[bitcoin-dev] [Bitcoin Advent Calendar] Oracles, Bonds, and Attestation Chains

ZmnSCPxj ZmnSCPxj at protonmail.com
Sat Dec 18 01:00:14 UTC 2021


Good morning Jeremy,

> Today's post is pretty cool: it details how covenants like CTV can be used to improve on-chain bitcoin signing oracles by solving the timeout/rollover issue and solving the miner/oracle collusion issue on punishment.
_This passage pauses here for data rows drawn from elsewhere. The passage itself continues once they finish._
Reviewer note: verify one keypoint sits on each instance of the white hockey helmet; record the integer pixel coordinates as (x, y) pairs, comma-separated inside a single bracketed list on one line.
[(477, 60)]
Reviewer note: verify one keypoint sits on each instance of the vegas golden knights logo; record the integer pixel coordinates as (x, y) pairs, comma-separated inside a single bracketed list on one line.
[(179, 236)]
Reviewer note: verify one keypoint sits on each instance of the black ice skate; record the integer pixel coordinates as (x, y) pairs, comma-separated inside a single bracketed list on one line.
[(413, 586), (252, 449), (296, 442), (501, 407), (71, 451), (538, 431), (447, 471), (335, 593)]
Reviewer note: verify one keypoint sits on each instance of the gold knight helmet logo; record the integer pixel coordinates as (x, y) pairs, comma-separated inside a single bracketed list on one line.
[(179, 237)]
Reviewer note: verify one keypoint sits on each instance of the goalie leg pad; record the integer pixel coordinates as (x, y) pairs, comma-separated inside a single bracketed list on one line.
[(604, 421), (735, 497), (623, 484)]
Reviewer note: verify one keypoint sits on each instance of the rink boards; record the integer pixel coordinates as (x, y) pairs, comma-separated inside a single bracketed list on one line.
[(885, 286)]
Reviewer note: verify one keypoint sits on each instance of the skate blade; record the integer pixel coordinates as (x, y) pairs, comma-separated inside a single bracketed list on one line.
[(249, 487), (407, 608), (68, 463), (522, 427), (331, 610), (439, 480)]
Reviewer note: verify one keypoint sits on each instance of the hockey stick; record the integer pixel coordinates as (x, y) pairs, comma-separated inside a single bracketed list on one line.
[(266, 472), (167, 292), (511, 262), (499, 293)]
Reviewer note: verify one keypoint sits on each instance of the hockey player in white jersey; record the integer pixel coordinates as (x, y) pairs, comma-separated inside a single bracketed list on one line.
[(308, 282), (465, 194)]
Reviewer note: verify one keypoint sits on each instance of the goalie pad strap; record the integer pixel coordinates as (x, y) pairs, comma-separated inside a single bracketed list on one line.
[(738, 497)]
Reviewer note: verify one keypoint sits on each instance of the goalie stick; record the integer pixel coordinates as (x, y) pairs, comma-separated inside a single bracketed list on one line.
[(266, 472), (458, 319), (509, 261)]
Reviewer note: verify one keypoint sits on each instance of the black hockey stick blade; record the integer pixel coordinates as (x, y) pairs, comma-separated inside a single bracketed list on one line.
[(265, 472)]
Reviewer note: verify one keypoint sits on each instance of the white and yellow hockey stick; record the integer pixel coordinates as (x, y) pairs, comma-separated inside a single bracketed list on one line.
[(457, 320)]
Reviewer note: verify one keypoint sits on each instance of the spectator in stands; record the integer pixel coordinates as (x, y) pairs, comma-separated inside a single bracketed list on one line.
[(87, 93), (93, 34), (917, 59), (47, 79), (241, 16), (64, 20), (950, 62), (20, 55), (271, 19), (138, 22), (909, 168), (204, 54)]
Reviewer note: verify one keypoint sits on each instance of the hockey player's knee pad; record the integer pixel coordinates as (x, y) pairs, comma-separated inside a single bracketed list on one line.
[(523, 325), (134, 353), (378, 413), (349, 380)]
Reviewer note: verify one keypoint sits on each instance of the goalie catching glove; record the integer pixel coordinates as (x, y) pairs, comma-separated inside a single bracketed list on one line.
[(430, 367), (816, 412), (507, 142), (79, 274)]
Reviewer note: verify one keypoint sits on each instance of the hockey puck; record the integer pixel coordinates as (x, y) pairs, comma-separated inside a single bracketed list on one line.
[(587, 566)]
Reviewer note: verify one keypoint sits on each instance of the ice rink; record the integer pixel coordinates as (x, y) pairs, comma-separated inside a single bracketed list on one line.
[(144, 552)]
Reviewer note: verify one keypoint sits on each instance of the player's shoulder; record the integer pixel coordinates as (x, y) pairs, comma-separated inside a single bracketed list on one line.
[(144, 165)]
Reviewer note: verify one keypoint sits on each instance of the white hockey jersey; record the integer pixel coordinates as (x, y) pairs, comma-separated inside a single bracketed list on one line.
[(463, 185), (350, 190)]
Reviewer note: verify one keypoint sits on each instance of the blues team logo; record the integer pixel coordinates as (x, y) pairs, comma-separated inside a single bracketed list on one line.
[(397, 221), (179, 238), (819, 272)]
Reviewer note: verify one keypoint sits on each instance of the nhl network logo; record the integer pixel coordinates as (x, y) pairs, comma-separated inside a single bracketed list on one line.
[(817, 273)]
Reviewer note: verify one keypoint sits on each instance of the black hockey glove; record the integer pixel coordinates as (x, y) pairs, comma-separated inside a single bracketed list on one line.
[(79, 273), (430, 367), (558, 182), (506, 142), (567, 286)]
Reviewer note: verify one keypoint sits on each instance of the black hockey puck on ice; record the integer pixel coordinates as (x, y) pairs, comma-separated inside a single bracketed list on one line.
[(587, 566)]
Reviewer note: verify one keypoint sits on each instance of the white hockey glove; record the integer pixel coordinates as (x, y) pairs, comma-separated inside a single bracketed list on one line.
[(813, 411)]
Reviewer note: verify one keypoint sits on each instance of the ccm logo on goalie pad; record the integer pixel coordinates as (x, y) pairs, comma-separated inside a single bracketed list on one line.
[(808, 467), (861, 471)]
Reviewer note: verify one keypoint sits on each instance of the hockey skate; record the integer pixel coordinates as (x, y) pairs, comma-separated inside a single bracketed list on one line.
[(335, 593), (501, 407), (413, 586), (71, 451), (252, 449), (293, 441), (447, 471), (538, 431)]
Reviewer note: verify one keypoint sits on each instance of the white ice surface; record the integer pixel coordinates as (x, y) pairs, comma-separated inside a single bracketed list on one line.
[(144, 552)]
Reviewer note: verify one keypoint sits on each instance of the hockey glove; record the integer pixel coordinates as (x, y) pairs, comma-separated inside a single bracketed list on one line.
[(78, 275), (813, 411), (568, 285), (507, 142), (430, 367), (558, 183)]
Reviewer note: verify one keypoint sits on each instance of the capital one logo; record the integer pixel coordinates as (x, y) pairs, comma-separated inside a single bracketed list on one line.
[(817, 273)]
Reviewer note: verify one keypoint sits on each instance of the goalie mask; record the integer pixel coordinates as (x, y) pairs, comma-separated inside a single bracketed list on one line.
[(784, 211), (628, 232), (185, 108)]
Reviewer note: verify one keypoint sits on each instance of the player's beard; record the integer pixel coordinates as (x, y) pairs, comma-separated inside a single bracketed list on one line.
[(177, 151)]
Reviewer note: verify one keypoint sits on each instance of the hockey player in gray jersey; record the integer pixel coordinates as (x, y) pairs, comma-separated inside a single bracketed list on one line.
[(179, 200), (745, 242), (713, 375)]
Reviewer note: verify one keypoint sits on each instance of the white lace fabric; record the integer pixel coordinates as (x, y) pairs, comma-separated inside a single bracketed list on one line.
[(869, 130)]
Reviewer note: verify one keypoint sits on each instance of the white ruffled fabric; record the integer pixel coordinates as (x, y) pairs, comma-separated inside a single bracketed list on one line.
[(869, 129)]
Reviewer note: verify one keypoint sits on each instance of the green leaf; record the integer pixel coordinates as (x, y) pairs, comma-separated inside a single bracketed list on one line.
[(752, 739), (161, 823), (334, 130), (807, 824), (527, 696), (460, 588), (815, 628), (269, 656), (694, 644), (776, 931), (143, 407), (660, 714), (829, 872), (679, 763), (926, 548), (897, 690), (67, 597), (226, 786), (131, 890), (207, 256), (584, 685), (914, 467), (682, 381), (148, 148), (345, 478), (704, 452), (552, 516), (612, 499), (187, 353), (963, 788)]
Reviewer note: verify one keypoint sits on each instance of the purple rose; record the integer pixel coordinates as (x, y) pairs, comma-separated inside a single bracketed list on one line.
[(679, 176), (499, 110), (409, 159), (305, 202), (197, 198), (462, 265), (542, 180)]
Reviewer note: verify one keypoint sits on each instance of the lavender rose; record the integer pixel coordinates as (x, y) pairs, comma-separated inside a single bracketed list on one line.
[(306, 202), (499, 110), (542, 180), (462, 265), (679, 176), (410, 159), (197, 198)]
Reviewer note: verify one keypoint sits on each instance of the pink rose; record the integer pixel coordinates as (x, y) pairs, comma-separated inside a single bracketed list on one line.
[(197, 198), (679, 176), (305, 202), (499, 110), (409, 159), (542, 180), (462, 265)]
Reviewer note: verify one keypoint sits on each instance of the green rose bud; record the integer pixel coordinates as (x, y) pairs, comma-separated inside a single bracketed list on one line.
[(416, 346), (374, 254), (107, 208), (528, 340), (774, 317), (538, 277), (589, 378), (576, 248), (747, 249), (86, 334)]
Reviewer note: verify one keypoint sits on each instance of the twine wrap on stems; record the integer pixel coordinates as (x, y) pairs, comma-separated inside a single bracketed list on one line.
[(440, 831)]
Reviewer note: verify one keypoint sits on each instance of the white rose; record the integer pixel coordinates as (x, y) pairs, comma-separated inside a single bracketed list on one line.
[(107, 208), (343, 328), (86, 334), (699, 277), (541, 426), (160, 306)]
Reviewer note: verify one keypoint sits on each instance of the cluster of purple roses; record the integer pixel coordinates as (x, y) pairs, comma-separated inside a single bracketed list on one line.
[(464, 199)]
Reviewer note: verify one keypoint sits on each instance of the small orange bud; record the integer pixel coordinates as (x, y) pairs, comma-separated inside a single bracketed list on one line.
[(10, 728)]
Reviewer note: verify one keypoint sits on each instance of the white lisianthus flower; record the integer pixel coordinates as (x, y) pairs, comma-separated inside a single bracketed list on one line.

This issue is similar to the Blockstream Liquid Custody Federation rollover bug from a while back (which this type of design also helps to fix).
>
> https://rubin.io/bitcoin/2021/12/17/advent-20/
>
> It also describes:
> - how a protocol on top can make 'branch free' attestation chains where if you equivocate your funds get burned.
> - lightly, various uses for these chained attestations
>
> In addition, Robin Linus has a great whitepaper he put out getting much more in the weeds on the concepts described in the post, it's linked in the first bit of the post.

Nice, bonds are significantly better if you can ensure that the bonder cannot recover their funds.
Without a covenant the best you could do would be to have the bonder risk loss of funds on equivocation, not have the bonder actually definitely lose funds.

We should note that "equivocate" is not "lie".
An oracle can still lie, it just needs to consistently lie (i.e. not equivocate).

As an example, if the oracle is a signer for a federated sidechain, it could still sign an invalid sidechain block that inflates the sidecoin supply.
It is simply prevented from later denying this by signing an alternative valid sidechain block and acting as if it never signed the invalid sidechain block.
But if it sticks to its guns, then the sidechain simply stops operation with everyone owning sidecoins losing their funds (and if the oracle already exited the sidechain, its bond remains safe, as it did not equivocate, it only lied).